Bovine bFGF gel contains a substantial amount of bFGF, a potent mitogen for fibroblasts and a significant angiogenic factor. At ulcer sites, it markedly stimulates the proliferation and migration of nearby fibroblasts and vascular endothelial cells into the wound, promoting tissue repair and healing [35]. However, in cancerous ulcers, bFGF can directly stimulate the proliferation of cancer cells, accelerating tumor growth and infiltration [36, 37]. We previously confirmed the absence of cancer cells through histopathological examination before utilizing bovine bFGF gel to promote ulcer healing.

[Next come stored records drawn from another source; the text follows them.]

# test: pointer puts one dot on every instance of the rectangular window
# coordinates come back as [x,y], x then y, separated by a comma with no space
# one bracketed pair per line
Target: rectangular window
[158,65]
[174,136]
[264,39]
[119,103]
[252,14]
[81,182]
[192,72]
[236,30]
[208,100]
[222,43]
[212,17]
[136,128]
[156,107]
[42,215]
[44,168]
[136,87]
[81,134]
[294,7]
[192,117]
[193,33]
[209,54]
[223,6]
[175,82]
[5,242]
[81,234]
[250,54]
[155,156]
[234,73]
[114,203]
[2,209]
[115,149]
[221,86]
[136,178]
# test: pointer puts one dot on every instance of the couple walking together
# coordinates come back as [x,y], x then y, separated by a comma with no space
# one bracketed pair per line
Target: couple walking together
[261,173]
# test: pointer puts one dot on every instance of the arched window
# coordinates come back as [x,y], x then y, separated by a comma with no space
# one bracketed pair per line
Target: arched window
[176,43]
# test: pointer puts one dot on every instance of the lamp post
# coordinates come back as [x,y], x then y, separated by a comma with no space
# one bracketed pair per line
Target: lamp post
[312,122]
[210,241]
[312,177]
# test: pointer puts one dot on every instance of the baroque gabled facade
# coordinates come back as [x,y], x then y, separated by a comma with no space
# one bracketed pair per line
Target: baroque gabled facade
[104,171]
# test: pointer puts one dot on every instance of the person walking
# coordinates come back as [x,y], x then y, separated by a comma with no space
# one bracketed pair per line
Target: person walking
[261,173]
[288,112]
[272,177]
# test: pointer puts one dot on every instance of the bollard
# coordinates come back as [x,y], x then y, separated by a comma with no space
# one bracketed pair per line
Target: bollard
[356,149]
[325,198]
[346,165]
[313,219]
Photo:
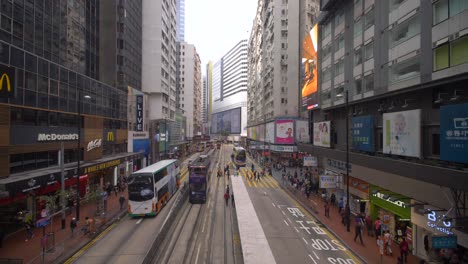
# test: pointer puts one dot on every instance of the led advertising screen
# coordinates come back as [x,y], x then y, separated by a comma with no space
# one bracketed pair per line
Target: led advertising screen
[229,121]
[302,131]
[402,133]
[322,134]
[285,131]
[454,133]
[309,66]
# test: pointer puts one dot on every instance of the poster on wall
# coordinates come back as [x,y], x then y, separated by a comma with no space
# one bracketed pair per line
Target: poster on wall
[322,134]
[363,133]
[285,131]
[270,132]
[454,133]
[402,133]
[302,131]
[309,67]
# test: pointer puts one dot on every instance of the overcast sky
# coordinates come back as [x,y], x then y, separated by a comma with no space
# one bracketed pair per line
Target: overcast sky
[215,26]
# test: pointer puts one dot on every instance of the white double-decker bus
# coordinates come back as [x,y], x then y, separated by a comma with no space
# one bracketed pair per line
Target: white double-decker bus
[150,188]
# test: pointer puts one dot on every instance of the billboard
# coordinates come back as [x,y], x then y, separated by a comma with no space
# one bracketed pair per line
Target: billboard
[322,134]
[454,133]
[285,131]
[270,132]
[309,66]
[402,133]
[363,133]
[229,121]
[302,131]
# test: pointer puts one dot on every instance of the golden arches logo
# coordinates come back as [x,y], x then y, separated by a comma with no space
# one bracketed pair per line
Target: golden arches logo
[110,136]
[5,76]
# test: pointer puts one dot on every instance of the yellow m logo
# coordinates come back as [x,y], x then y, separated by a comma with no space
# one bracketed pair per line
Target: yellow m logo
[5,76]
[110,136]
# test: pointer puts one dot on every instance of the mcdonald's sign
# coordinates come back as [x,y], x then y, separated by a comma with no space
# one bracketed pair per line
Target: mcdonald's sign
[7,82]
[110,136]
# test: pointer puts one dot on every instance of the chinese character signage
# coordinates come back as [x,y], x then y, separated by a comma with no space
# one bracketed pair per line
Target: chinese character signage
[322,134]
[139,113]
[363,133]
[402,133]
[454,133]
[285,131]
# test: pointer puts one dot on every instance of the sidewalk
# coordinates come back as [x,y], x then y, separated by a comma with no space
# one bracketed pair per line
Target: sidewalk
[368,252]
[15,247]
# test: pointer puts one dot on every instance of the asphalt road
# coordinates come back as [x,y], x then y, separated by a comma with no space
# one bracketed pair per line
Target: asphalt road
[293,234]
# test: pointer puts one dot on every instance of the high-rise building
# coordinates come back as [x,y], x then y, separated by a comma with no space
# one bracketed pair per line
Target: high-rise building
[191,89]
[159,70]
[392,83]
[51,95]
[229,86]
[120,43]
[180,20]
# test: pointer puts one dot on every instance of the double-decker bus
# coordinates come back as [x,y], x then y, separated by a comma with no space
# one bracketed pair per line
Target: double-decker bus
[199,176]
[150,188]
[239,157]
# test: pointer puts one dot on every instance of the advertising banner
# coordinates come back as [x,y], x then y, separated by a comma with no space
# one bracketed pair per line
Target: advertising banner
[328,182]
[270,132]
[363,133]
[402,133]
[322,134]
[454,133]
[302,131]
[285,131]
[228,121]
[309,67]
[310,161]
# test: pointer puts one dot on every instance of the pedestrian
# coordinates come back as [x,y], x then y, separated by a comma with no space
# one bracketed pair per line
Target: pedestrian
[121,201]
[369,226]
[404,250]
[29,232]
[327,209]
[358,230]
[226,198]
[73,225]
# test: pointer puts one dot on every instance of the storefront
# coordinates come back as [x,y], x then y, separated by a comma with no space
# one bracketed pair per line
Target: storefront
[394,211]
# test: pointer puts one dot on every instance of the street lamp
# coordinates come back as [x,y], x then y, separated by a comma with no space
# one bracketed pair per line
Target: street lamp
[79,155]
[347,210]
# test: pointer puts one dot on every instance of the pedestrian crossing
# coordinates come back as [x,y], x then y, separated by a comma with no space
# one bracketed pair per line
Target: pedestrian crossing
[266,182]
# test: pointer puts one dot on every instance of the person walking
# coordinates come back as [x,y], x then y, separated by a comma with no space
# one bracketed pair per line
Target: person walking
[73,225]
[226,198]
[121,201]
[358,229]
[404,250]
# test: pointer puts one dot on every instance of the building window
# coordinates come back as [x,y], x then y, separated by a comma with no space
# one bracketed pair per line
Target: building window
[357,86]
[369,82]
[441,57]
[405,69]
[405,30]
[439,11]
[369,50]
[459,51]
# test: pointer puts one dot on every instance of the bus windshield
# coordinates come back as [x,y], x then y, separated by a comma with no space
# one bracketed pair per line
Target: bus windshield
[140,187]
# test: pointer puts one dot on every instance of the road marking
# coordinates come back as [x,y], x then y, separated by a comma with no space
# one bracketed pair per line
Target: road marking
[198,253]
[315,254]
[310,256]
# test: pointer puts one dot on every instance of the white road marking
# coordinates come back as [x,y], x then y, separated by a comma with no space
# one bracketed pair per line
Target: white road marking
[315,255]
[198,253]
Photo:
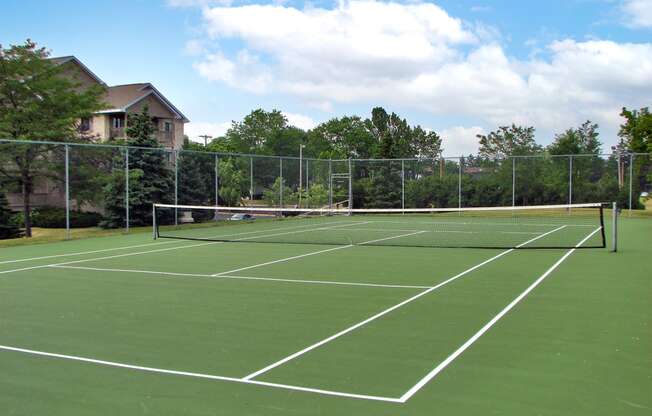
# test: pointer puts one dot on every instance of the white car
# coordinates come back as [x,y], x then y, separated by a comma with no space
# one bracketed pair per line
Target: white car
[241,217]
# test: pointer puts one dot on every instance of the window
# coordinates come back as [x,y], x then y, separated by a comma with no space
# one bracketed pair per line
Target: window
[85,124]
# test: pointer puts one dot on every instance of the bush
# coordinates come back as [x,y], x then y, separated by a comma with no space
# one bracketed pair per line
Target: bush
[8,229]
[51,217]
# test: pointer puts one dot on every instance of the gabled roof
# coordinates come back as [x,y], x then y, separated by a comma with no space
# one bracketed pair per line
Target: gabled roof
[60,60]
[122,97]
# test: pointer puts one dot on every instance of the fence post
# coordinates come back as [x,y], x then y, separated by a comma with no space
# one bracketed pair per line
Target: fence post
[67,163]
[513,181]
[127,219]
[176,186]
[403,185]
[631,175]
[570,180]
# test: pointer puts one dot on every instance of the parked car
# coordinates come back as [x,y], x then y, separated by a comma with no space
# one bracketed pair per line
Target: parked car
[241,217]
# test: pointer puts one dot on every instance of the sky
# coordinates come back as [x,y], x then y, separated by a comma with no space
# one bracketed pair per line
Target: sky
[458,67]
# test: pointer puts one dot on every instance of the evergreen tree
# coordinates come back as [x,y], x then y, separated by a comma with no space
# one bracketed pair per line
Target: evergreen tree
[151,179]
[37,102]
[8,229]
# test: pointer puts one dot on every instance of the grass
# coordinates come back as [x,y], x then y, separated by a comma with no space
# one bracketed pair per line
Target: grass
[577,344]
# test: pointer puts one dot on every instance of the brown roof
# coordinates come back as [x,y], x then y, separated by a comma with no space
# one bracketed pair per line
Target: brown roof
[121,97]
[60,60]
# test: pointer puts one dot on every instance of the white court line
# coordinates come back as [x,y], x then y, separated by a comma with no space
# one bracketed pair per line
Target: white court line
[79,253]
[480,223]
[272,279]
[398,230]
[312,253]
[491,323]
[158,250]
[198,375]
[390,309]
[148,244]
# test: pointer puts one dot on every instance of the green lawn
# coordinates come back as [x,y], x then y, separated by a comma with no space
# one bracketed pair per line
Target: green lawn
[578,344]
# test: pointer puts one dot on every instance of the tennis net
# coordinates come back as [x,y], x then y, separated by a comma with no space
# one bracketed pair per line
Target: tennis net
[550,226]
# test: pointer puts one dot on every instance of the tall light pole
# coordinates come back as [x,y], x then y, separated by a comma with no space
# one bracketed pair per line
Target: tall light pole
[301,146]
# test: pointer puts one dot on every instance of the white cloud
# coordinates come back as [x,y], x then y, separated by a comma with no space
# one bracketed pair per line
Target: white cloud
[299,120]
[416,56]
[194,47]
[196,128]
[460,140]
[638,13]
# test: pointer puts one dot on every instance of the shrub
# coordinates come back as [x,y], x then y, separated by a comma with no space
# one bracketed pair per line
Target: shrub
[52,217]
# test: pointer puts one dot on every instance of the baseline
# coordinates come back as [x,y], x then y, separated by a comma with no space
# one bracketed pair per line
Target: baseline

In conclusion, this case highlights the need to differentiate ulcerative PGs from oral malignancies, prioritize the provision of non-surgical treatment options with a clear pathologic diagnosis is more acceptable for older patients, And provides insights for further clinical understanding of extragingival PGs. Despite relocation-related follow-up limitations, 1-year remission supports the efficacy. Long-term monitoring remains crucial, and future research can standardize remote assessment protocols for such cases.